We’d receive criticism for letting the breeder off the hook. But I will say this until my dying day, I had little faith that our legal system would put a 73 year old woman in jail. The process of doing so would have taken months and months. And during that time, all of the dogs would be held as evidence. That would mean we would have been responsible for almost 1000 dogs for months. Not only seemingly impossible and incredibly expensive, more importantly, the outcome would not likely have been that all of them would have become ours in the end. Those where abuse or neglect could be proven, yes. The others that just were suffering in conditions I wouldn’t put a hamster in, would have likely been returned to her. So maybe ignorantly, I was more interested in saving 1000 dogs than prosecuting one woman.
I will take responsibility for the decision on that hill that day and will never regret it. I do regret that we could not have freed them sooner. Especially the breeding dogs that surely had lived their entire lives in those dreadful conditions. I regret that we could not have gotten there months earlier, before the breeder had culled her supply when she killed over 200 of her unsellable older dogs. Can you imagine?
This new law will hopefully not only encourage such breeders to think twice about how they are treating and caring for their animals but also make it possible for us to help dogs living in such conditions in a much more timely manner.
Albeit the law may be just a baby step in the right direction, it’s a huge one in a world where no steps have been taken previously and I’m proud of those that made this baby step happen. I have hope for how we will now be able to better protect animals like the little crippled dog that was left to suffer in that cage unable to walk for who knows how long.
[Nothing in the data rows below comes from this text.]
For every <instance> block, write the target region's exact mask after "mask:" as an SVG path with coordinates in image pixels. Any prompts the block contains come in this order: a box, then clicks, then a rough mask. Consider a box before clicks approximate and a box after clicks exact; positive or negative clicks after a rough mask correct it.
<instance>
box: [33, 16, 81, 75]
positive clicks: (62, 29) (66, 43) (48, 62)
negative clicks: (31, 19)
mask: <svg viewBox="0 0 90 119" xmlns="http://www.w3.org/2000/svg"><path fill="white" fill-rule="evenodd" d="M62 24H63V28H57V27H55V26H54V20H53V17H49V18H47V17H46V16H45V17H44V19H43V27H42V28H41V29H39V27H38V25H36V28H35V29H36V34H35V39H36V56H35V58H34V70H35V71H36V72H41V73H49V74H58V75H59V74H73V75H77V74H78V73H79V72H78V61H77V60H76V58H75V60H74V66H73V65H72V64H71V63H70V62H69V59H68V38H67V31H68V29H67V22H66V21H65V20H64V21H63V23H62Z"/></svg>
But for that little dog, who despite all of the horrors he must have faced, is nothing less than one of the happiest and most spoiled dogs on earth. Fostered from the time of his release from the vet’s, and during his surgery and recovery, by Jon Six, this little dog would recover to walk again. And for all those that know Jon, know too he could never part with him and would adopt him into a life filled with infinite compassion and love.
Mr. Happy, who was so named simply because of the joyous little dog’s congenial attitude every step of the way, now lives a life that must have seemed like a distant dream during the nightmare of his world at Whispering Oaks. A world that no dog should ever know. And hopefully because of this new law, no dog will. At least not for as long as I have anything to do with it!
Thank you to all that helped to create this new law. The law makers, the lobbyist, those that wrote and called encouraging its support and to the Governor who signed it into law. Bless you!